SHAKESPEARE lovers will be seeing double at Ludlow's extended arts festival this year. With two plays on the programme, many actors will be seen in a second role.

Philip Madoc returns to the Ludlow Festival as Shylock in Shakespeare's Merchant of Venice.

Highlights

Madoc's warm-hearted portrayal of Sir John Falstaff was one of the highlights of last year's production of Merry Wives of Windsor.

His CV includes a wealth of theatrical, TV, film and radio work. This time, in the role of the Jewish money lender, he is tackling one of the most difficult parts ever written.

To add to the challenge, this year's Festival is spread over three weeks and takes in two plays.
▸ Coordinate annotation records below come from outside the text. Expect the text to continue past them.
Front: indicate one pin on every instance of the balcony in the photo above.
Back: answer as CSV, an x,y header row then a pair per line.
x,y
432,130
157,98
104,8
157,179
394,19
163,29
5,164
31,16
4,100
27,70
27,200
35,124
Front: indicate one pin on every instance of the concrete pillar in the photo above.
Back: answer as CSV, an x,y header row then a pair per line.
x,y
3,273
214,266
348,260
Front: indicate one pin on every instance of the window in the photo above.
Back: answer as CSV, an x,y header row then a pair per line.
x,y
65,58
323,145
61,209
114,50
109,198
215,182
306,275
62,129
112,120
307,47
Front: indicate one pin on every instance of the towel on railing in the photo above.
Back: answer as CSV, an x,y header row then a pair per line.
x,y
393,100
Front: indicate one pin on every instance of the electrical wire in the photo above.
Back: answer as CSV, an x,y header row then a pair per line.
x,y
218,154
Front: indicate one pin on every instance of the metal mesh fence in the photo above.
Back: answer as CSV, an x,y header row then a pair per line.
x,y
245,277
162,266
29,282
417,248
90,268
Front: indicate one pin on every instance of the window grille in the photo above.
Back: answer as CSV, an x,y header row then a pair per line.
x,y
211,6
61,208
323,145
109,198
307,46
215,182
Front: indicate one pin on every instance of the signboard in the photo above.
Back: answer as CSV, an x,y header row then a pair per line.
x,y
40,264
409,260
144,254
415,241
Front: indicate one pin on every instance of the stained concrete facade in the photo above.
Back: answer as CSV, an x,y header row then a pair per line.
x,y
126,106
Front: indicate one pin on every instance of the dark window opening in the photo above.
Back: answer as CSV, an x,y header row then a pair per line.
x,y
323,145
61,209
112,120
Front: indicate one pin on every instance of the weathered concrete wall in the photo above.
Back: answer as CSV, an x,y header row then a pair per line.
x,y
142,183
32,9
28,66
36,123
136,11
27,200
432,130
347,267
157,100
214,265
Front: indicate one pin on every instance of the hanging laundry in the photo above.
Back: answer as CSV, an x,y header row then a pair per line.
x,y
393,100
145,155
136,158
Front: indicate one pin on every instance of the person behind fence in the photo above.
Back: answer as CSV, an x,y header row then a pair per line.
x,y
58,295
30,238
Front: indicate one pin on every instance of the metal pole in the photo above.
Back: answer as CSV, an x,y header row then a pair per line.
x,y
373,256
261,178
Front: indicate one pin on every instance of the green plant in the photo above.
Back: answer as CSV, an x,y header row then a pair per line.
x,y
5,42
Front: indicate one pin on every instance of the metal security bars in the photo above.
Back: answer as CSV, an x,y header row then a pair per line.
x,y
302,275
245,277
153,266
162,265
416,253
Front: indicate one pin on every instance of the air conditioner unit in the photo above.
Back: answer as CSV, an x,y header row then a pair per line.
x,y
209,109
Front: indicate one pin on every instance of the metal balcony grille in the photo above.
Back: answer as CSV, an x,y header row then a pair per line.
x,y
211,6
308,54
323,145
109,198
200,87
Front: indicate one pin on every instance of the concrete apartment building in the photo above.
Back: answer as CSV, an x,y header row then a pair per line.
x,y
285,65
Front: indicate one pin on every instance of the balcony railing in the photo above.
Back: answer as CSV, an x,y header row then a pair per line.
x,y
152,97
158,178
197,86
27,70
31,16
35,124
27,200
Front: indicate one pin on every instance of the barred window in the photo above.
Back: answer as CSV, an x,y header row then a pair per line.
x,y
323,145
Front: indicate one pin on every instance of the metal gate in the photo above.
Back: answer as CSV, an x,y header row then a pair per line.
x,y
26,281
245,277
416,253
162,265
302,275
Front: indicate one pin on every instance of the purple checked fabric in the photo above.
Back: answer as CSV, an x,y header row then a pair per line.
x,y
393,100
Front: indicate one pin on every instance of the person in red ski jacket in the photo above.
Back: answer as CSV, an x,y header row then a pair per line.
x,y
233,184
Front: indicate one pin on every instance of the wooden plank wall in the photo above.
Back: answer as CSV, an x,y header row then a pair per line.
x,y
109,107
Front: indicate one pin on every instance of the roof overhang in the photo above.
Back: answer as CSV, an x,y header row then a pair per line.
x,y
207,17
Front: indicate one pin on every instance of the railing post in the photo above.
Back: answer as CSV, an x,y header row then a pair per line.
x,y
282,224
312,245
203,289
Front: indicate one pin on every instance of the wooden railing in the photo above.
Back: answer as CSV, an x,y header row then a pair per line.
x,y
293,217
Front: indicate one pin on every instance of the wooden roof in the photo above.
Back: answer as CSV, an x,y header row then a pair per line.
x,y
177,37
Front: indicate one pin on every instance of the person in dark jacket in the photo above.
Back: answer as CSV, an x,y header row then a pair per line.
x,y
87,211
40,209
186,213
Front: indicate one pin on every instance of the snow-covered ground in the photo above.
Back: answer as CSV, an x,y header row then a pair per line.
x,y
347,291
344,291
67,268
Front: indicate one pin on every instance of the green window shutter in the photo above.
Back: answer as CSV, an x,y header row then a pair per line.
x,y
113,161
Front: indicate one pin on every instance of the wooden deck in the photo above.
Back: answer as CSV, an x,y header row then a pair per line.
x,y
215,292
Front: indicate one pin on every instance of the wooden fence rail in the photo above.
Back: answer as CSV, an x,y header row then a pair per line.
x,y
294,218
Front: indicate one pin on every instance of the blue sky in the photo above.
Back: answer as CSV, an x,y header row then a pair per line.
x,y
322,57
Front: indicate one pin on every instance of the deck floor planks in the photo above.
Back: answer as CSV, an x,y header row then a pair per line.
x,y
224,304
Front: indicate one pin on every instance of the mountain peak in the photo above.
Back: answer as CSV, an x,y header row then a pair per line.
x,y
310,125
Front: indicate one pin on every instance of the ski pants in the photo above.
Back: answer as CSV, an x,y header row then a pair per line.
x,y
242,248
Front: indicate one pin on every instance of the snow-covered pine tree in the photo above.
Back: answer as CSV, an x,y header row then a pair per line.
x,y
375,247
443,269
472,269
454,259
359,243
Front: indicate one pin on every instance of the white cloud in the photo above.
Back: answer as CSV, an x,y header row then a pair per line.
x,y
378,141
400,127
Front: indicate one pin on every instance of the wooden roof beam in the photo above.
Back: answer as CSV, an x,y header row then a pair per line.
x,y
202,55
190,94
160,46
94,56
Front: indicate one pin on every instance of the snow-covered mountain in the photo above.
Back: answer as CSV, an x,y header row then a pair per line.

Madoc is also appearing in The Winter's Tale as the Old Shepherd, a role that is crucial in the unravelling of a complex plot.

A native of South Wales, Madoc is a leading member of a company that will give a Welsh lilt to this year's Shakespeare.

Bill Bellamy, a founder member of the National Youth Theatre of Wales, has a memorable encounter as Antigonus in The Winter's Tale when he exits the stage 'pursued by a bear'.

He has a more stately part in The Merchant of Venice as the Duke of Venice.

One of Theatr Clwyd's most promising actresses Siwan Morris won impressive reviews in the West End last year when she played opposite David Warner.

In Ludlow, she is cast as Shylock's runaway daughter Jessica.

She also plays Perdita, who is brought up by Philip Madoc's Old Shepherd after being abandoned by her father, the King of Sicily.

Literature

Heledd Baskerville recently worked with this year's director Michael Bogdanov on a BBC programme about Shakespeare in Wales.

She teams up with him again in The Merchant of Venice as Portia, whose speech about mercy contains some of the best known lines in all literature.

Her other role is as the shepherdess Mopsa in The Winter's Tale.